Robbins comments on the complications this set up created: “We weren’t handling the microphone and the microphone is not un-delayed, and we’ve got a camera that may or may not have two frames of delay in it because it’s a radio camera, and then you’ve got a line camera, which you know has got one frame of delay. It’s all going through the vision mixer, which we know has got a frame of delay in it. There’s just too much going on here. Oh, and the audio router by the way has about 20 milliseconds of delay in it. For me, it’s just wanting to know the right answer.”

To use, an iPhone or iPad running the app is held up in front of up to four cameras. At the other end, the MatchBox Analyser, which has four inputs, when enabled with the licence for Glass, measures video and audio timing differences across all four cameras. The remote MatchBox Analyser in the OB truck or MCR looks and listens for a unique flash and audio tone generated onsite by MatchBox Glass, and in approximately two seconds it returns video and audio alignment and adjustment data, which is particularly useful when aiding remote productions.

Archaic processes

Robbins says the way this process of matching audio to video up till now has been somewhat archaic. “Lipsync is often done by eye. Regularly you’ll see, especially on unilateral interviews for football matches, people tapping their stick microphones,  and then somebody at the far end says, “oh, it looks good to me”. Literally the end of the solution is, “it looks good to me,” in so many cases.”

Frames of delay

On commonly used Valid generators, Robbins states: “You can measure how delayed the audio and the picture are, lined up to [Valid generators]; that’s been around for years. However, the camera itslef has got a frame of delay in it, which this method of measurement doesn’t account for. The inherent delay from the input device is especially important to account for now that we’re in IP land, where you’ve got to get it through to the router, and that’s not instant.

“With the new phone app [from Hitomi], you just hold the phone in front of the camera and put the microphone near it, and then it just comes out with, “this is the path delay, literal, beginning to end.
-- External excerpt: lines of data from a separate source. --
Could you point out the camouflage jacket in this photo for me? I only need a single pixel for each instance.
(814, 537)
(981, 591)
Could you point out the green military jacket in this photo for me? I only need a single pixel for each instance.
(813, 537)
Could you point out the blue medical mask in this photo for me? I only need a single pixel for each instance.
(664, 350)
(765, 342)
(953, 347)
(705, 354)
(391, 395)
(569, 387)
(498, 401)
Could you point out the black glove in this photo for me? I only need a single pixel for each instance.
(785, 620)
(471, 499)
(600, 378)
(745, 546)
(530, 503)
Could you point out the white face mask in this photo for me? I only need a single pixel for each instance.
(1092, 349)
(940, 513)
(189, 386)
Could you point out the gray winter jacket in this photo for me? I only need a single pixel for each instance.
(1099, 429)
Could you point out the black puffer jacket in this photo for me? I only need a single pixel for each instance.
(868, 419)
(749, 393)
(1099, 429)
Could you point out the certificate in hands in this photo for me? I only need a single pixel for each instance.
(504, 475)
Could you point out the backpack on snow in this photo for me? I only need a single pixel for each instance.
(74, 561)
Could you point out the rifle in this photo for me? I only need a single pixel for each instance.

There are no arguments. It is 42 milliseconds [delay]. Let’s fix it now”.”

Adds Robbins: “You don’t have to sit there at your sound desk or wherever you’re choosing to delay the audio or the video, whichever way round it is, trying to work out delays on scraps of paper. [Glass] gives you a definitive answer that says “this is the delay”.

“Normally I see so many different pieces of scraps of paper with cameras and cables coming out them in different drawings and people have written what they think; all the delays, and it’s like, “that’s brilliant, but you’ve forgotten that,” whereas with [Glass] there’s no arguing about it. Rather than people watching clapper boards, slowing the clapper boards down in an EVS machine to try and get it exactly right, [Glass] removes the subjectivity involved and gives a quantitative measurement of any delays that can be relied on.”

Robbins confirmed the trial was encouraging and that NEP UK will be using the technology again at future sporting events.